# beaver trapping



## cweiner (Jul 31, 2011)

i am doing some nusince trapping and two days in a row i found my 330 set off, i am using a dive log set and my trap is an inch under the water and the water is only a foot and half deep i also used guide poles so they had to swim right where my trap was. any tips? iam thinking of trying some snares next.


----------



## xdeano (Jan 14, 2005)

might not be a beaver setting the trap off. also take a look at your triggers, make sure that trap goes off with minimal movement of the triggers. 
if you're using a dive set, the trap should be on the bottom. When beaver dive then hit the bottom, doesn't matter if it's a foot deep or 5 feet deep, they go completely to the bottom.

xdeano


----------



## jonnyr7 (Jan 5, 2010)

I have heard of a few guys having otters set their 330's off before. Like Xdeano said it might be another critter setting it off.


----------



## xdeano (Jan 14, 2005)

if it is a small critter like a muskrat, set your triggers off to one side or the other, that way it has to be a bit larger to set the trap off.
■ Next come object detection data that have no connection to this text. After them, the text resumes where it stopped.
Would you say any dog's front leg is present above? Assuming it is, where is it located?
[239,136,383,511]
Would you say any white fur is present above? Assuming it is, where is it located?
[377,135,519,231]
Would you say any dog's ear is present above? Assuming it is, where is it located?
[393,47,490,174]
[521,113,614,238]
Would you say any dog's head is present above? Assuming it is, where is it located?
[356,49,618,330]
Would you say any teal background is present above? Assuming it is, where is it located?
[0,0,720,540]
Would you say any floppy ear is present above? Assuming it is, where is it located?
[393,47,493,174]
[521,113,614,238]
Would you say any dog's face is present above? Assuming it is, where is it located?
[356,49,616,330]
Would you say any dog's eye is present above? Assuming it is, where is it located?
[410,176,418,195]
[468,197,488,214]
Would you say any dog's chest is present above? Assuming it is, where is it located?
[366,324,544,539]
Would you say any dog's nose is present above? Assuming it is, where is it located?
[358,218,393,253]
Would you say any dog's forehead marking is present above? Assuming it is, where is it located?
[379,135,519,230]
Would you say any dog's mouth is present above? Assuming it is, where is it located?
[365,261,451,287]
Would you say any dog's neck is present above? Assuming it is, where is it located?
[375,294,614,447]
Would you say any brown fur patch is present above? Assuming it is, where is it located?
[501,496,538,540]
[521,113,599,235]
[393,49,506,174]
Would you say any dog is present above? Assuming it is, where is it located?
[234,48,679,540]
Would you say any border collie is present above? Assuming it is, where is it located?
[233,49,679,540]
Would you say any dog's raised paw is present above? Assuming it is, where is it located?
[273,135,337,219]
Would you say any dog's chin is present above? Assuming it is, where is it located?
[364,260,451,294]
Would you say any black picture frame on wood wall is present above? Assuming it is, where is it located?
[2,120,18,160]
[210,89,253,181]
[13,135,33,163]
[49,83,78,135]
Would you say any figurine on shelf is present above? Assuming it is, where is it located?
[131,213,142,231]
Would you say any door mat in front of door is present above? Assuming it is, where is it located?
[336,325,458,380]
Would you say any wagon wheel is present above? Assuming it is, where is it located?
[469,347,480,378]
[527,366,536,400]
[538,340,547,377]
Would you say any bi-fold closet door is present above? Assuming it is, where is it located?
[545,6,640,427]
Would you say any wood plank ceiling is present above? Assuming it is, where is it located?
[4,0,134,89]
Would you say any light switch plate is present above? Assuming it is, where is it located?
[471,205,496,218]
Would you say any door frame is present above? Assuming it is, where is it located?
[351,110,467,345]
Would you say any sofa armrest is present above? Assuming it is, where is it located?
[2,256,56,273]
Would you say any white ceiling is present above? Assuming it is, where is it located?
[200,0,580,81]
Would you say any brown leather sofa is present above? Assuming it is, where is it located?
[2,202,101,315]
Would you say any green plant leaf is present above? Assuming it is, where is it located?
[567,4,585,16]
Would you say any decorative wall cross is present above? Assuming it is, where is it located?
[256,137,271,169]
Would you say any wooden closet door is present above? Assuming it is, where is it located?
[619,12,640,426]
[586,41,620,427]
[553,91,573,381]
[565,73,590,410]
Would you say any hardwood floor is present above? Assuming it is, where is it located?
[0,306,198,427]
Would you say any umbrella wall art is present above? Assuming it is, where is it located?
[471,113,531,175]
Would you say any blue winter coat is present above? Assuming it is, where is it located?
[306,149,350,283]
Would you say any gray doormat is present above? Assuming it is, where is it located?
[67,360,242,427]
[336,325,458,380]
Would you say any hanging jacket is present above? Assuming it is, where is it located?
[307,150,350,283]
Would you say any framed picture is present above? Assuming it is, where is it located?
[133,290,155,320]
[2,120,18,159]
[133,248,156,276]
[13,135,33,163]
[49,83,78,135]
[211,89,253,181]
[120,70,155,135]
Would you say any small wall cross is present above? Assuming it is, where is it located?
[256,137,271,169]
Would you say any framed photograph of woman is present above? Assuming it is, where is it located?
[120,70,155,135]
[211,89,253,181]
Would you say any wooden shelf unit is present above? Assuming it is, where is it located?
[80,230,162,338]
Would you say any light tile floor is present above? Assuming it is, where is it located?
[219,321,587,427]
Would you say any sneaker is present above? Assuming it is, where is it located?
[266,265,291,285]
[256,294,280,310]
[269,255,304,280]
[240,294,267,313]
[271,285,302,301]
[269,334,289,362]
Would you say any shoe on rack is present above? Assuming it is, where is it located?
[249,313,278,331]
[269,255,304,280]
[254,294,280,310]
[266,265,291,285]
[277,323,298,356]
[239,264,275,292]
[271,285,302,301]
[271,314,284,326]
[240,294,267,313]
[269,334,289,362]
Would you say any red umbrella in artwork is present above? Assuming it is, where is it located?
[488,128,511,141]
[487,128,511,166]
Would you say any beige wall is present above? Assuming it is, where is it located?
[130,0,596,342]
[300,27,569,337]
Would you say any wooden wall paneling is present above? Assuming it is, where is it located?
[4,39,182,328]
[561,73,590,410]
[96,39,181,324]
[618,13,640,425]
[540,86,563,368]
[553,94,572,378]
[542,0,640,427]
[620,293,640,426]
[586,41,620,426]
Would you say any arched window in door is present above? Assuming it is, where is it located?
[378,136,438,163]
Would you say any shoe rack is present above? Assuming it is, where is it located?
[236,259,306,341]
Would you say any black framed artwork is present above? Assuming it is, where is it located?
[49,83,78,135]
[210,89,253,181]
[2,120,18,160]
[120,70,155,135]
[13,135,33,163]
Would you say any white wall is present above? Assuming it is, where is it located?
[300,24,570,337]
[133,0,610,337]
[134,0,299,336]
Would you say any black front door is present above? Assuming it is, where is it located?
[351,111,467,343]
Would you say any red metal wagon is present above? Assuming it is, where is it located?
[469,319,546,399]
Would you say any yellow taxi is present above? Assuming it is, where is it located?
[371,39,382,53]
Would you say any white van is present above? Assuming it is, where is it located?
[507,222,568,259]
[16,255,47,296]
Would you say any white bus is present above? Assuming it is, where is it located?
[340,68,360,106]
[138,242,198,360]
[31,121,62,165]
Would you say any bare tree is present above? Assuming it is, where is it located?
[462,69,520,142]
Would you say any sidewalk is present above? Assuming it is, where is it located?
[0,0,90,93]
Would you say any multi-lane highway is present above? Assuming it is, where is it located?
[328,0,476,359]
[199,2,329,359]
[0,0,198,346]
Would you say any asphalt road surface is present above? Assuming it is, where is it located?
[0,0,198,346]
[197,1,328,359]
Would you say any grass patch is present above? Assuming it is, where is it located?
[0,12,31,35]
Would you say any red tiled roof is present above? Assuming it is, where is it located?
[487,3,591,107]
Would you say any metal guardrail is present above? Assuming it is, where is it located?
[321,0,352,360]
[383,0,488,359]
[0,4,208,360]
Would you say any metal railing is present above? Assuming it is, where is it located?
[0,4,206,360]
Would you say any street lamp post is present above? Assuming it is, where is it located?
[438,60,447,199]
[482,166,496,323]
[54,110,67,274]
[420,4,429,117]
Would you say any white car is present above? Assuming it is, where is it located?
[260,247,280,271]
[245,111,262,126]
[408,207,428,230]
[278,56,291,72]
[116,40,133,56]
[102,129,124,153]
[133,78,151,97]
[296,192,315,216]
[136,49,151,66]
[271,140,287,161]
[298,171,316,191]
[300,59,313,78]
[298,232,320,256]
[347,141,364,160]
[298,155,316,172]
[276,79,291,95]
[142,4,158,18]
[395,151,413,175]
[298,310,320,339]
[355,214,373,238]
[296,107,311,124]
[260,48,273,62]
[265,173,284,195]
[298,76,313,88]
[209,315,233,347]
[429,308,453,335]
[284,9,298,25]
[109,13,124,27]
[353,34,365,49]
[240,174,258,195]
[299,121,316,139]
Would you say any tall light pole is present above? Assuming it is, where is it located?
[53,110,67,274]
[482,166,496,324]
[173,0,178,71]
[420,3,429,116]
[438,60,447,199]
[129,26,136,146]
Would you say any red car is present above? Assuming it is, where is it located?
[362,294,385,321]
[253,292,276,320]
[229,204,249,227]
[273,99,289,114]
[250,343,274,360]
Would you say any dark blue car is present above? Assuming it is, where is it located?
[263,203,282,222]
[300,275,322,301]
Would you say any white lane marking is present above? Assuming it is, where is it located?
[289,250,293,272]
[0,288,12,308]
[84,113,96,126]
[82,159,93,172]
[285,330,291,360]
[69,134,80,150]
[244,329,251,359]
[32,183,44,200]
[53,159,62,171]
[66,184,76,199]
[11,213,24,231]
I've set traps on dam slides, turned around to set a few more beaver traps, seen muskrats swiming in the water and had muskrats go completely up and over my trap without setting it off, if i have the trigger set to the side. I don't target muskrats so doing this little trick helps. This will help in places with river otters also. But it always seems like if an otter goes through my sets, it doesn't make it out.

Another issue that you may be having is the dog on the trap isn't holding, some times on older traps the dogs get a rounded edge on them and hold for a short time and go off for no good reason. If this is the case, take a rat tail file with you and file out the dog.

cweiner, what state are you in?

xdeano


----------



## cweiner (Jul 31, 2011)

i am in North Dakota, thanks for all the advice.


----------



## Quack_Kills (Dec 19, 2009)

X2 on what Deano said. Your trap has to be on the bottom. If its a channel that you are trapping lay a stick over the surface of the water to entice them to dive as opposed to swimming over them. Hope this helps!


----------



## Quack_Kills (Dec 19, 2009)

^
^
^
WTH?? :spam:


----------